Dans ce texte, l’auteur pourfend la monogamie et défend une égalité stricte entre hommes et femmes. Pour l’intellectuel libertaire homosexuel Daniel Guérin, auteur d’un recueil de textes intitulé Vers la liberté en amour (Gallimard, 1975), Fourier a ouvert la voie à la révolution sexuelle.
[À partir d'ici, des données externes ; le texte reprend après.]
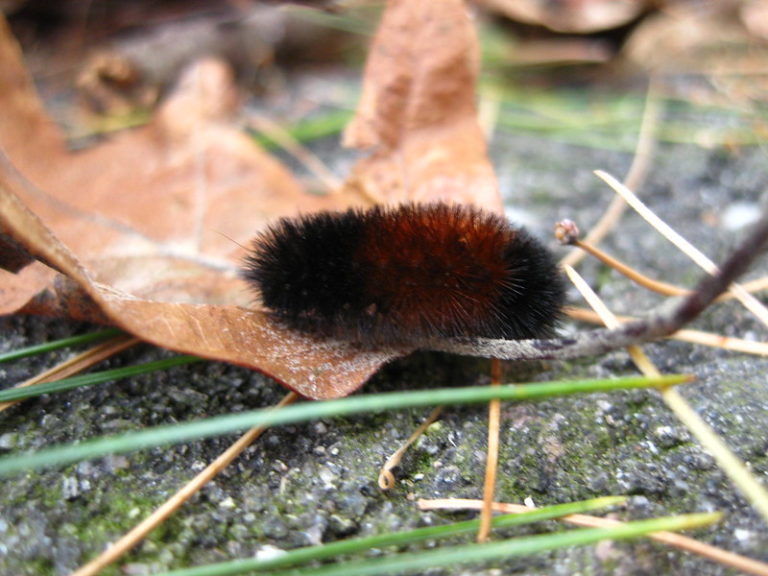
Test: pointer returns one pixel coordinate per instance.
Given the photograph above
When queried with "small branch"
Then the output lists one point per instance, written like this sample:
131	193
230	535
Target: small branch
665	320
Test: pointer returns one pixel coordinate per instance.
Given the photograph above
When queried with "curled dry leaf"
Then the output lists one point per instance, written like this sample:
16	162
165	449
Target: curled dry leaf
418	112
146	231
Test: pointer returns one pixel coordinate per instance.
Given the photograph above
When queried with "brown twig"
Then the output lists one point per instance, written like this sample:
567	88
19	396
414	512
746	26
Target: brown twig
665	320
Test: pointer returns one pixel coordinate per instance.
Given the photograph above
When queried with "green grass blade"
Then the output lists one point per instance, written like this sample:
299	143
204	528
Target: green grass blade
473	553
362	545
94	378
182	432
62	343
313	128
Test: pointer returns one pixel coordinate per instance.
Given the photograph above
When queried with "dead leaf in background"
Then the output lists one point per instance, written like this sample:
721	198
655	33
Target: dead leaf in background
720	41
580	16
147	227
143	227
418	112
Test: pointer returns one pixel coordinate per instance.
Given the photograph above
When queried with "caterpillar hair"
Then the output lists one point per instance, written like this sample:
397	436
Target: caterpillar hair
406	274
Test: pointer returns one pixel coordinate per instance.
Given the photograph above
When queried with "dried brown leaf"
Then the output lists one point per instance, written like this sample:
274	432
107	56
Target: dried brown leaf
147	229
418	111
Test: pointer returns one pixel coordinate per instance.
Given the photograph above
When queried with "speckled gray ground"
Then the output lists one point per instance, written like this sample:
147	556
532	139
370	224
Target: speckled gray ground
302	485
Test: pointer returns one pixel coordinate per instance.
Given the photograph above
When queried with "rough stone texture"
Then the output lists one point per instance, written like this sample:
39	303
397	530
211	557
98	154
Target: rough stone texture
302	485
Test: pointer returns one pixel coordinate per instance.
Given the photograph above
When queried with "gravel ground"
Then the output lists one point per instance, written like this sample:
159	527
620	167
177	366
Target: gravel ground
303	485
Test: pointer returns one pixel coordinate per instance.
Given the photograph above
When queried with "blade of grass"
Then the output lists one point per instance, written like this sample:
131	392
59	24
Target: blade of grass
78	363
95	378
57	344
121	547
473	553
309	129
361	545
679	541
176	433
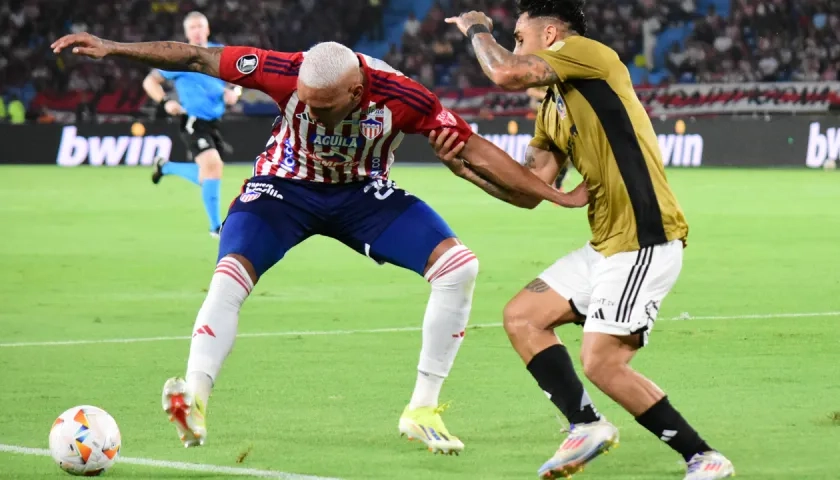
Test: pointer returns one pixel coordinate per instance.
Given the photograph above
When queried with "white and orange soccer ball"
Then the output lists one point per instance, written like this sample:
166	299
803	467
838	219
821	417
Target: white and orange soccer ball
85	440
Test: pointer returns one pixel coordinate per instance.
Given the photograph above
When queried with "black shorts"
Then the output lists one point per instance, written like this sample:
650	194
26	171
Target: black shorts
201	135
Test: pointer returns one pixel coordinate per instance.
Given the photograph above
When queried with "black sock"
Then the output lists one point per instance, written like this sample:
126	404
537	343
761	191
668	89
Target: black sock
555	374
665	422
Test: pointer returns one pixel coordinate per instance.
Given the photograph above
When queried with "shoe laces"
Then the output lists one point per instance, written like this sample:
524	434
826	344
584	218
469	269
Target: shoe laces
442	407
695	463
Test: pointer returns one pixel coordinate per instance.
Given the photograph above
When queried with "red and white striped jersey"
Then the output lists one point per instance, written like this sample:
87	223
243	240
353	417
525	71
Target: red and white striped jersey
363	145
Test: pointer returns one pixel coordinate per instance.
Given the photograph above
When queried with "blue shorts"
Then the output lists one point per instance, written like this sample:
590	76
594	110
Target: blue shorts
375	218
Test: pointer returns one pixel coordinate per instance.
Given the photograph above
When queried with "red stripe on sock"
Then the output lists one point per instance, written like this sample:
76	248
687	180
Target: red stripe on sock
226	270
452	268
454	258
234	267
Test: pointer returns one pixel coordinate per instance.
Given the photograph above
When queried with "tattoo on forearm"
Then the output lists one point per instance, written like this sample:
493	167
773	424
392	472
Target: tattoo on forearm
527	70
174	56
530	158
490	54
537	286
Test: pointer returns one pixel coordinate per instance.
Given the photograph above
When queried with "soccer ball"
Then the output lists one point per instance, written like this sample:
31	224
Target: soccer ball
85	440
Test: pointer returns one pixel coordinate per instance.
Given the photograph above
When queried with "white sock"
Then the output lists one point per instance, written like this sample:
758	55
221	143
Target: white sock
453	280
215	326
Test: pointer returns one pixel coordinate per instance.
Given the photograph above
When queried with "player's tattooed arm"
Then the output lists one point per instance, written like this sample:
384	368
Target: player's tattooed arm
173	56
509	71
496	191
491	169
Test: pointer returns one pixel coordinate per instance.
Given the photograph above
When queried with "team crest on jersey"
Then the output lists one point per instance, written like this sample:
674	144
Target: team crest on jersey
446	118
247	63
561	107
372	126
249	197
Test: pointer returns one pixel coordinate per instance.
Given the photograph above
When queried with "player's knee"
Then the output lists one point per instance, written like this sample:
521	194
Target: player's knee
232	282
516	318
245	264
459	269
598	367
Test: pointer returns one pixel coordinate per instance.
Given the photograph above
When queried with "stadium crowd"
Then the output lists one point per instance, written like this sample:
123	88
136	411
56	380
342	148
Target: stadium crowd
760	40
767	41
27	27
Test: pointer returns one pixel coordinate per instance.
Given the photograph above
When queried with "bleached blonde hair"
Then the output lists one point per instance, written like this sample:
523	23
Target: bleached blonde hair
195	14
326	64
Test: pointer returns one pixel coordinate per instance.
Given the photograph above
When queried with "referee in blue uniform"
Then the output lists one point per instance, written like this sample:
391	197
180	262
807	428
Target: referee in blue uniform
201	104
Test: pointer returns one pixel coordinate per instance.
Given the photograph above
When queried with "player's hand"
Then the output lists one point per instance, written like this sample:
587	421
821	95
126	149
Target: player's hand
579	197
174	108
232	95
468	19
84	44
447	150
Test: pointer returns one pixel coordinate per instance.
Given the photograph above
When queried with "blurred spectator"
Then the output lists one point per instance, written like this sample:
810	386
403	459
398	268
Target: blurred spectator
765	40
27	27
16	111
758	40
412	25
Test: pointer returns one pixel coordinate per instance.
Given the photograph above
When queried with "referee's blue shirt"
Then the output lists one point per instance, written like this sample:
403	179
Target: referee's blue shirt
202	96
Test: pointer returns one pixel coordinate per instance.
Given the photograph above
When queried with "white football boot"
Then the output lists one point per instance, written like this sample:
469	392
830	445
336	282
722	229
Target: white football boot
585	442
709	466
185	411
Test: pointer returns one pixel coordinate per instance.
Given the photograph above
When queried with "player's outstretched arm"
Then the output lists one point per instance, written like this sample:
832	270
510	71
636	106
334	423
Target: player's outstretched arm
448	152
492	170
509	71
173	56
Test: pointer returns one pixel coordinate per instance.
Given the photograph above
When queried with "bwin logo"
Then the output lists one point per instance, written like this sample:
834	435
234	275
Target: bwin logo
681	150
74	150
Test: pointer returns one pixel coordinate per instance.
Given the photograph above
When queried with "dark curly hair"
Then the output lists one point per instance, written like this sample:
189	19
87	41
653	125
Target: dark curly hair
567	10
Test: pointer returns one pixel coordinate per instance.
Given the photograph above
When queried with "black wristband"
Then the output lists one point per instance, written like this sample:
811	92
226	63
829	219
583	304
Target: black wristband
476	29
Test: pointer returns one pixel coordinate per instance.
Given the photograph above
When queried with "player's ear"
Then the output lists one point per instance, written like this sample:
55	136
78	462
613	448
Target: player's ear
356	91
550	35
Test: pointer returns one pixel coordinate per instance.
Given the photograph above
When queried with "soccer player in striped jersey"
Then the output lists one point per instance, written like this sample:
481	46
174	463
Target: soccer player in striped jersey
325	172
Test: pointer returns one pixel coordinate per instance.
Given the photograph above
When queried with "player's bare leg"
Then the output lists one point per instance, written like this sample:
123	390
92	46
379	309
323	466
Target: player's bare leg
606	362
529	320
210	168
185	400
451	270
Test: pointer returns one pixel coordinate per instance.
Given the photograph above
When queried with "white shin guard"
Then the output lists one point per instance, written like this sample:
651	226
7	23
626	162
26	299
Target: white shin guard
215	326
452	279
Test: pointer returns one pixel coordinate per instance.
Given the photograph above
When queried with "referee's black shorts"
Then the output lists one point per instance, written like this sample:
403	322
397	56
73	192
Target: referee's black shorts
201	135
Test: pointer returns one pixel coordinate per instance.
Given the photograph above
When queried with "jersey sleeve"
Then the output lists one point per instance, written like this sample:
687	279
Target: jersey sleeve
541	139
577	57
274	73
423	112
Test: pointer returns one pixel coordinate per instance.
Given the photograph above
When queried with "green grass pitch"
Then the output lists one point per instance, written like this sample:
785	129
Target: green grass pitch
103	254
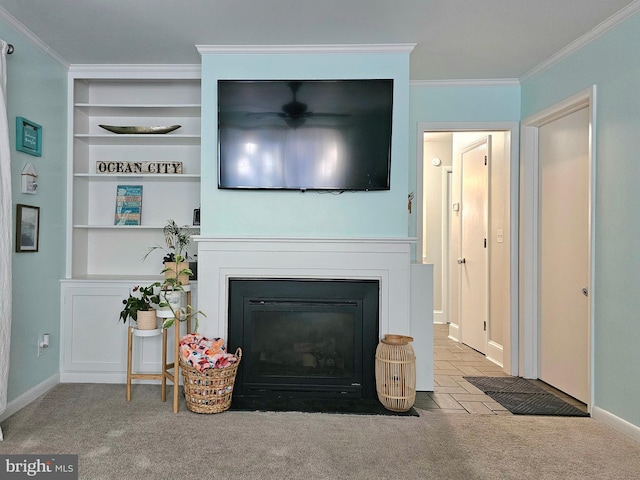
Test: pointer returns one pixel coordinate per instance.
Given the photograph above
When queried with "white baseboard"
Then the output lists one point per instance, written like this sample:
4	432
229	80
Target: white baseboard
93	377
105	377
29	396
616	423
495	353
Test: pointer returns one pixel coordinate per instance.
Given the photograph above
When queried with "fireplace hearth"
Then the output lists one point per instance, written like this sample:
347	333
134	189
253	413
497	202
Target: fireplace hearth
304	338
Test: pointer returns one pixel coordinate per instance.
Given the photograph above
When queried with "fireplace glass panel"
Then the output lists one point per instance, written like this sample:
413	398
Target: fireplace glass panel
295	341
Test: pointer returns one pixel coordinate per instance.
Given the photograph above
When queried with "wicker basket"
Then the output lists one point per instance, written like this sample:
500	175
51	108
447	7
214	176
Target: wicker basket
396	373
209	391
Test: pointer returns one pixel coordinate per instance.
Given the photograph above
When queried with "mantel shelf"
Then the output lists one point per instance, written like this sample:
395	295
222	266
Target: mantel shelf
127	227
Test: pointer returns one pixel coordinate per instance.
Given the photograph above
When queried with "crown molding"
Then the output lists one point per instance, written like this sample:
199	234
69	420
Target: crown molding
14	23
489	82
587	38
306	49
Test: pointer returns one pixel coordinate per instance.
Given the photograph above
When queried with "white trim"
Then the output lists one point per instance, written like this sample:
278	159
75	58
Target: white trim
29	396
31	37
530	227
454	332
306	49
495	353
479	82
486	141
585	39
512	349
615	422
126	71
447	174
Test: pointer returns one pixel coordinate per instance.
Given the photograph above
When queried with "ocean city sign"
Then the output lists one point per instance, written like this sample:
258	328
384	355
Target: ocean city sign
139	168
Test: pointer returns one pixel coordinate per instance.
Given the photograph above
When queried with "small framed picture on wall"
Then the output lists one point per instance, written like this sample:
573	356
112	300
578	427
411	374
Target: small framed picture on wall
28	137
27	228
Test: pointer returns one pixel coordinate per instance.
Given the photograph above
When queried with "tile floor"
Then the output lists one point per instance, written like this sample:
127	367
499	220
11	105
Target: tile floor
452	394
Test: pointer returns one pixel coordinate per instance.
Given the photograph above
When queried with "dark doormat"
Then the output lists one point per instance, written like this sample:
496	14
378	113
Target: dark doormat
522	397
317	405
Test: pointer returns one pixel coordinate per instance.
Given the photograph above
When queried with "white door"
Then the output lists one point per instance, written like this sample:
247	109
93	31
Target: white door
564	254
473	261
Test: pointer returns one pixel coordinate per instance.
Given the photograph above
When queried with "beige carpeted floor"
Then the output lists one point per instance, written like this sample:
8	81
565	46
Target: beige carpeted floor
143	439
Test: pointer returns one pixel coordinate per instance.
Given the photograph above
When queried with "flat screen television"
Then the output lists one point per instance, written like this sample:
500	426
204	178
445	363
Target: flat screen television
305	134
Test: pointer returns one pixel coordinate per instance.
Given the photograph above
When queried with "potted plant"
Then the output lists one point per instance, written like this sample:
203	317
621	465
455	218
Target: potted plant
139	307
177	240
181	313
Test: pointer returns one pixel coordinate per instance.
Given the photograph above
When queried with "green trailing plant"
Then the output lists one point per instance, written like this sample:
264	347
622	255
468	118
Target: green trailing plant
181	313
177	240
176	243
142	298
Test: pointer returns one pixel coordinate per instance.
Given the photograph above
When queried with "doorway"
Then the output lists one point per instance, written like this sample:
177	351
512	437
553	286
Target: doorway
557	233
473	259
438	219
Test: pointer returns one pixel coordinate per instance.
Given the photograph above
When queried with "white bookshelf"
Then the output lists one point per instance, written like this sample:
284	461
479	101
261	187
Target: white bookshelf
96	247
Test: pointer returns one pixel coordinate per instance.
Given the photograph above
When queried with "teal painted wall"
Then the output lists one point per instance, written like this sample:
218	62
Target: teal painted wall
37	90
309	214
611	63
459	104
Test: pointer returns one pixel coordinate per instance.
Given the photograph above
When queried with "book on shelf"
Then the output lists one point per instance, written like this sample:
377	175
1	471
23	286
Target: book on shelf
128	205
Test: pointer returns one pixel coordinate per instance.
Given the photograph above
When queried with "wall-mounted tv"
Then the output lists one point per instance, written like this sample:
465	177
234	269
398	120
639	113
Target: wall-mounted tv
305	134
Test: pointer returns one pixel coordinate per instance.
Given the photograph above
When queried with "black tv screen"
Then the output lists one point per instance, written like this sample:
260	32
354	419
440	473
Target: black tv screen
305	134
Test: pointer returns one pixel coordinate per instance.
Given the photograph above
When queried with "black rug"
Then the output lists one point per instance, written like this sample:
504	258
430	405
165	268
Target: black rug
522	397
328	405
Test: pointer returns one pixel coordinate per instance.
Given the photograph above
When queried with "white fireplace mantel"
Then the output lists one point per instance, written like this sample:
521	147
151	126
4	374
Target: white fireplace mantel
387	260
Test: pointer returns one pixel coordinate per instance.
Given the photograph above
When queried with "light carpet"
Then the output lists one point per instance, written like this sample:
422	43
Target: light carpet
143	439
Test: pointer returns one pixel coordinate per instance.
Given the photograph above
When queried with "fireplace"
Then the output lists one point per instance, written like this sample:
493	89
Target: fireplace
304	337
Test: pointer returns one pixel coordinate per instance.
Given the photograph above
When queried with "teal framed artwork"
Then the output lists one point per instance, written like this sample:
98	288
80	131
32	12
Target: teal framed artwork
28	137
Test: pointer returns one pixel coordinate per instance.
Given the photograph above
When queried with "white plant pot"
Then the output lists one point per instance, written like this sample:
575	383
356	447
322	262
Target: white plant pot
147	320
173	268
172	297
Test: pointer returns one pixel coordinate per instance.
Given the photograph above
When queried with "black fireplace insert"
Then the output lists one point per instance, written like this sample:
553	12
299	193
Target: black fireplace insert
304	338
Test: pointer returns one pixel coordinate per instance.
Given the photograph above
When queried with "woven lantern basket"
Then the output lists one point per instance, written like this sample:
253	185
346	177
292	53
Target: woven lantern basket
396	373
209	391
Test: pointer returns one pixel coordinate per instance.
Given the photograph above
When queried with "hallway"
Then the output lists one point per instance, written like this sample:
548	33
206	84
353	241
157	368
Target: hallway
452	394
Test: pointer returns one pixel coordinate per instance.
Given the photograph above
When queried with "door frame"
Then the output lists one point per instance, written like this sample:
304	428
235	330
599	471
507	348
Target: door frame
486	140
511	349
530	228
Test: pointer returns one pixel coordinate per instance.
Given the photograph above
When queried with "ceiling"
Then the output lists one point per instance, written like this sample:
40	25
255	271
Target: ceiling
455	39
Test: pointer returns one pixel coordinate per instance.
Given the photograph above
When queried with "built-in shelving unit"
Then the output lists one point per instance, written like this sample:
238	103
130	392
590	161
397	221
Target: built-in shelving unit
96	247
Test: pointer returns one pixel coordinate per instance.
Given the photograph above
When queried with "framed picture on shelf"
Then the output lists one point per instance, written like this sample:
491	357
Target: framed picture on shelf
28	137
27	228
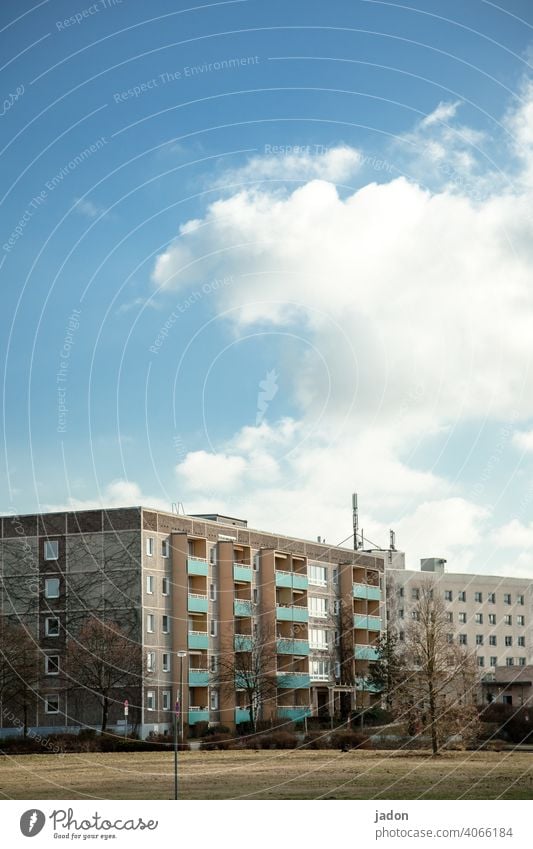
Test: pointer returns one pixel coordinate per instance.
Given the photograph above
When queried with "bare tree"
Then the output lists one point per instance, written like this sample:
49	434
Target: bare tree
248	662
440	678
19	672
103	660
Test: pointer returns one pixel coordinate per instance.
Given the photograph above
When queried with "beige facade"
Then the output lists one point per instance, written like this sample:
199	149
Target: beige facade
203	587
488	614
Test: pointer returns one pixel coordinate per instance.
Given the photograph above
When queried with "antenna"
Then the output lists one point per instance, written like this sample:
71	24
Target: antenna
355	516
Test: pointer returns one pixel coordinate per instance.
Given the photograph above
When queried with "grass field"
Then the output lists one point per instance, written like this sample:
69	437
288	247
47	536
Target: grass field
270	775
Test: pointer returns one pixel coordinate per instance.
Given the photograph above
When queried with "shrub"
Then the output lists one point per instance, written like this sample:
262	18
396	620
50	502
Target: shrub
345	739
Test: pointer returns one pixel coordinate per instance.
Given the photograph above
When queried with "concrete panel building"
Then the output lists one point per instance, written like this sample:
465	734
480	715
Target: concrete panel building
200	585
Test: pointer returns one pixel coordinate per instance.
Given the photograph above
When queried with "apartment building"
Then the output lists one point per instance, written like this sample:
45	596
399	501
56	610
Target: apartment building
191	590
488	614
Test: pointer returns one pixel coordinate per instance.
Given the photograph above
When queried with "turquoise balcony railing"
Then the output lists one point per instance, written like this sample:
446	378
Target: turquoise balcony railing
196	567
242	607
242	573
292	613
366	591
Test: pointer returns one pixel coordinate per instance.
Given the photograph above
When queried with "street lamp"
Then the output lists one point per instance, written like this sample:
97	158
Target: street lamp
178	712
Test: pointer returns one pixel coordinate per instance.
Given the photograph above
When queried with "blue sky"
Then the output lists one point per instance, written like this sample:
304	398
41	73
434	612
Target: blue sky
288	246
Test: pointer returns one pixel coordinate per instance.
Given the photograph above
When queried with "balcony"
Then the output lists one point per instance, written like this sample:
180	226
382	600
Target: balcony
294	712
242	607
293	580
292	613
198	715
242	642
293	680
241	715
242	573
369	623
365	653
366	591
198	677
195	566
198	640
197	603
286	645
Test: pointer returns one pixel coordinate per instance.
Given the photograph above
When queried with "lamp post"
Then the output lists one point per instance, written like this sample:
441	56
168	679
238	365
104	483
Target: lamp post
178	715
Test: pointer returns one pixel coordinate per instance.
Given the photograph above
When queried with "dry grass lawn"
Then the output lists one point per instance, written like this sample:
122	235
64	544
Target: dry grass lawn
270	775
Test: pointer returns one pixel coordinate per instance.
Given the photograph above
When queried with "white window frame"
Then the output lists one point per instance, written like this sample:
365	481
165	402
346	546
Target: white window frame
47	702
47	593
47	621
51	549
47	659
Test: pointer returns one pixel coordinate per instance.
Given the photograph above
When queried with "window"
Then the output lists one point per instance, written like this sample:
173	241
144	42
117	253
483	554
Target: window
51	587
51	549
51	704
317	575
318	606
51	626
51	664
318	638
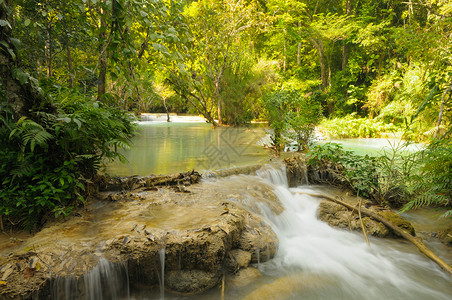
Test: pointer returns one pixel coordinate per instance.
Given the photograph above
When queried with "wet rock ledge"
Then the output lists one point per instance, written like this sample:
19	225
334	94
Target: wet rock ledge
200	231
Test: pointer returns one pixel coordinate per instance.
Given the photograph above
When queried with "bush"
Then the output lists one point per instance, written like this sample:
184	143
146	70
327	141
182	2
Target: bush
330	162
353	127
45	162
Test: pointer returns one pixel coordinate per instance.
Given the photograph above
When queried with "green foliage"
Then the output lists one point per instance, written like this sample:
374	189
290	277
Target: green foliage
46	163
354	127
291	117
356	172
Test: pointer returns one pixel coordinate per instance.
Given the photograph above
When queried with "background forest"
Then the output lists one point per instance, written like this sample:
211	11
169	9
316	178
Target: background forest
364	67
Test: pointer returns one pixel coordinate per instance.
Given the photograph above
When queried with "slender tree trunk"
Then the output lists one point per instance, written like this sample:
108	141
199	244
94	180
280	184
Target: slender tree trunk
345	46
220	116
441	109
21	98
166	109
323	66
103	60
48	50
70	66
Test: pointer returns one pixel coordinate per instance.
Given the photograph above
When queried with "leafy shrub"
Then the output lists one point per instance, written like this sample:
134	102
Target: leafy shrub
45	162
432	185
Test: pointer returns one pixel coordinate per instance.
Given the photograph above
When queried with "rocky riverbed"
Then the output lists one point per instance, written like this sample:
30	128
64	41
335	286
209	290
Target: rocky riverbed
201	231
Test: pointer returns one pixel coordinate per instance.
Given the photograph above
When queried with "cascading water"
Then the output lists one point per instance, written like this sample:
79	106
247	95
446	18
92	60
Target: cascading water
162	273
348	268
106	281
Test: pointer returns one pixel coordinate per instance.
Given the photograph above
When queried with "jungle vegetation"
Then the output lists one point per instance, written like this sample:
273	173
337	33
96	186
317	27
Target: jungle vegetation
73	73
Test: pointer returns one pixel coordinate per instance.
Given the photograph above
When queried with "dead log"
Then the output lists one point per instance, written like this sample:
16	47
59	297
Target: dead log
417	241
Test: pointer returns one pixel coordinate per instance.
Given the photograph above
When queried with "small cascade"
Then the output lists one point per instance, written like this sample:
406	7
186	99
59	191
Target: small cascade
351	270
162	273
106	281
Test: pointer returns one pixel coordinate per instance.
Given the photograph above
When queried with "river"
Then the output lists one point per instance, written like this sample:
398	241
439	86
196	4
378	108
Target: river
314	260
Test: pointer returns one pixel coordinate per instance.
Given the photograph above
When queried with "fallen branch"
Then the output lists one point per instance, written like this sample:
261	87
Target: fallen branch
361	222
417	241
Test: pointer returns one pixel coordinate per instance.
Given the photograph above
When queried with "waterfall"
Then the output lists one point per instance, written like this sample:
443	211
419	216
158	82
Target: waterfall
106	281
310	246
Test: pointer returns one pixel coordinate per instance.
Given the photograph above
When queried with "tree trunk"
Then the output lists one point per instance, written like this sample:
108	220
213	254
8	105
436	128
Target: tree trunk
70	66
415	240
323	67
48	50
345	46
220	116
21	97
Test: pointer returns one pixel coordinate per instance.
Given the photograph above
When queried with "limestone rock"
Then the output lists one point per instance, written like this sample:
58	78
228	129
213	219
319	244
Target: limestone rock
187	282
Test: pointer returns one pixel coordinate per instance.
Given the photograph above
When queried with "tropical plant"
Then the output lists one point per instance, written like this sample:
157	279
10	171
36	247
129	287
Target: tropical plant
432	185
46	162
Traces de l’utopie fouriériste
Aujourd’hui, on trouve des traces de l’utopie fouriériste dans le mouvement des SCOP (sociétés coopératives et participatives) comme dans le modèle du kibboutz en Israël ou les expériences locales qui surgissent ici ou là. « Les jardins collectifs ou les habitats partagés qui cherchent à élaborer de nouveaux types de gouvernance, dans lesquels chaque individu est représenté, en sont les héritiers indirects », estime Nathalie Brémand. L’historien François Jarrige établit une filiation indirecte entre l’esprit de Fourier et celui des « zones à défendre » (ZAD) comme Notre-Dame-des-Landes (Loire-Atlantique). « Elles relèvent d’une conception libertaire. L’imaginaire des zadistes s’inspire des communautés anarchistes de la fin du XIXe siècle qui s’inscrivaient dans une filiation avec le phalanstère fouriériste. »
Les pédagogies alternatives de type Freinet ou Montessori lui doivent également beaucoup. « Charles Fourier est à l’origine de l’“éducation intégrale” qui visait à développer toutes les facultés des enfants et plus seulement à les instruire. Il préconisait notamment d’utiliser le jeu », poursuit Nathalie Brémand. Finalement, la vraie postérité de Fourier n’est pas à chercher dans le phalanstère de Condé-sur-Vesgre, mais du côté d’un imaginaire politique qui continue d’infuser.